Parce qu'en fait, il y a des règles spécifiques au Parlement, et donc, il y a des délais de forclusion, et donc là, c'est trop tard. Donc, désormais, à la réponse, nous, nous avons partagé nos propres réponses, nous avons dit, nous, c'est la taxe Zuckmann. Et ce que j'entends, c'est que l'extrême droite, qui l'an passé, s'était abstenue, et qui a complètement changé d'avis, qui désormais défend les milliardaires plutôt que la classe ouvrière, et bien, l'extrême droite, ils ont changé d'avis, cette taxe Zuckmann, ressemblablement, ne sera pas votée. – Ce n'est pas la taxe Zuckmann, vous dites ? – Il faut un remplacement de l'argent.

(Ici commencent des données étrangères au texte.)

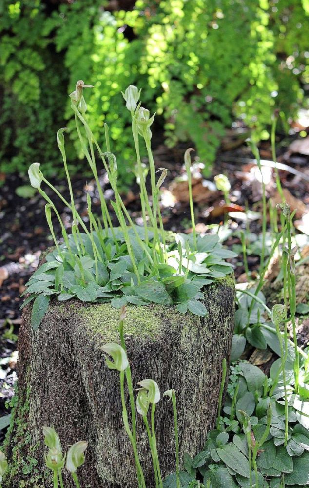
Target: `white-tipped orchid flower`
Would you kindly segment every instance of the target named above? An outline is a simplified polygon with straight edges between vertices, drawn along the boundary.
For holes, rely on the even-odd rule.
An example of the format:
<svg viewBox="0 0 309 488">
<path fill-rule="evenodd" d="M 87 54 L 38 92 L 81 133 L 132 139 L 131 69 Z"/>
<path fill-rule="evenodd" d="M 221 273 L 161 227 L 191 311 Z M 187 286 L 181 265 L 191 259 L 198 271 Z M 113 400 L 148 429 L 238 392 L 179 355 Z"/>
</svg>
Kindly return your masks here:
<svg viewBox="0 0 309 488">
<path fill-rule="evenodd" d="M 129 366 L 129 361 L 127 354 L 123 348 L 119 344 L 111 342 L 102 346 L 100 349 L 112 356 L 114 362 L 108 358 L 106 358 L 106 364 L 110 369 L 117 369 L 118 371 L 124 371 Z"/>
<path fill-rule="evenodd" d="M 77 468 L 85 462 L 84 452 L 88 444 L 85 441 L 79 441 L 71 446 L 66 457 L 65 467 L 70 473 L 75 473 Z"/>
<path fill-rule="evenodd" d="M 161 393 L 157 383 L 154 380 L 147 378 L 142 380 L 137 384 L 146 391 L 148 401 L 151 403 L 157 403 L 161 399 Z"/>
<path fill-rule="evenodd" d="M 43 173 L 39 166 L 39 163 L 33 163 L 28 170 L 30 184 L 34 188 L 39 188 L 43 181 Z"/>
<path fill-rule="evenodd" d="M 127 102 L 126 106 L 128 110 L 132 113 L 136 110 L 137 106 L 137 102 L 140 96 L 141 90 L 138 91 L 137 86 L 130 85 L 125 90 L 124 93 L 121 92 L 122 96 Z"/>
</svg>

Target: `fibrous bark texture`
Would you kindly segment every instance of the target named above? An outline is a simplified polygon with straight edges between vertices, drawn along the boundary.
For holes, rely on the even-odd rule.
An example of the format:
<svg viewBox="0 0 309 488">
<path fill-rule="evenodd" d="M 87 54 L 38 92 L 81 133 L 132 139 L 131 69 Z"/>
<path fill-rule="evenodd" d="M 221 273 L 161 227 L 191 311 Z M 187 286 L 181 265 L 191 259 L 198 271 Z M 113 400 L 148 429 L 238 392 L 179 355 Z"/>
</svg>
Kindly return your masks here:
<svg viewBox="0 0 309 488">
<path fill-rule="evenodd" d="M 229 359 L 232 279 L 218 280 L 205 289 L 204 295 L 209 311 L 205 318 L 181 315 L 174 307 L 132 306 L 125 323 L 134 387 L 141 380 L 152 378 L 161 393 L 171 388 L 176 391 L 181 459 L 186 452 L 194 455 L 213 427 L 222 361 Z M 63 450 L 77 441 L 88 442 L 86 462 L 77 471 L 82 487 L 137 487 L 132 449 L 121 418 L 119 373 L 107 368 L 100 349 L 106 342 L 119 342 L 119 311 L 109 304 L 55 301 L 36 332 L 31 328 L 30 312 L 30 307 L 26 307 L 19 338 L 19 401 L 10 434 L 14 445 L 16 419 L 23 406 L 29 442 L 21 449 L 19 467 L 14 466 L 12 444 L 8 448 L 13 475 L 4 487 L 18 487 L 21 480 L 22 486 L 41 486 L 39 476 L 37 484 L 32 485 L 29 475 L 23 474 L 20 457 L 33 457 L 35 451 L 35 469 L 43 472 L 43 425 L 54 426 Z M 26 401 L 29 408 L 25 412 Z M 159 458 L 166 476 L 175 470 L 175 464 L 173 411 L 166 398 L 157 405 L 155 422 Z M 147 486 L 151 487 L 151 457 L 141 418 L 137 430 Z M 66 475 L 65 482 L 67 487 L 73 487 Z M 50 486 L 46 478 L 41 486 Z"/>
</svg>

– Et pourquoi pas les deux pistes que vous évoquez, c'est l'héritage et l'ISF.
– Ce que je veux, c'est que cet argent, il soit prélevé sur les grandes fortunes, sur les grandes entreprises, et qu'on n'ait pas… Moi, je ne veux pas qu'on fasse en sorte que ce soit les classes populaires qui payent l'impôt des milliardaires. Donc, à un moment, il faut que le Premier ministre accepte cela. Et je le répète, en fait, on a aujourd'hui, en fait, on a beaucoup épargné les entreprises. Elles ont aujourd'hui plus de 200 milliards d'aides chaque année. Et donc, puisqu'ils ne veulent pas y toucher, on dit, nous, on dit, il faudra toucher, puisqu'on ne touche pas aux entreprises, il faut toucher aux grandes fortunes et aux grands patrimoines.
Et là, on nous dit, il ne faut pas toucher aux grandes fortunes et aux grands patrimoines. Et à la fin, ça donne quoi ? Ça donne que tout ce qu'on ne prend pas sur les grandes entreprises et sur les grands patrimoines, c'est vous et moi, c'est surtout ceux qui nous écoutent, qui vont le payer. Et donc, ça suppose que maintenant, on ait un autre choix. C'est ce choix qui se joue aujourd'hui.
Ça se joue aujourd'hui, exactement. Olivier Faure, Premier secrétaire du Parti Socialiste, merci d'avoir répondu à mes questions. Il est 8h48.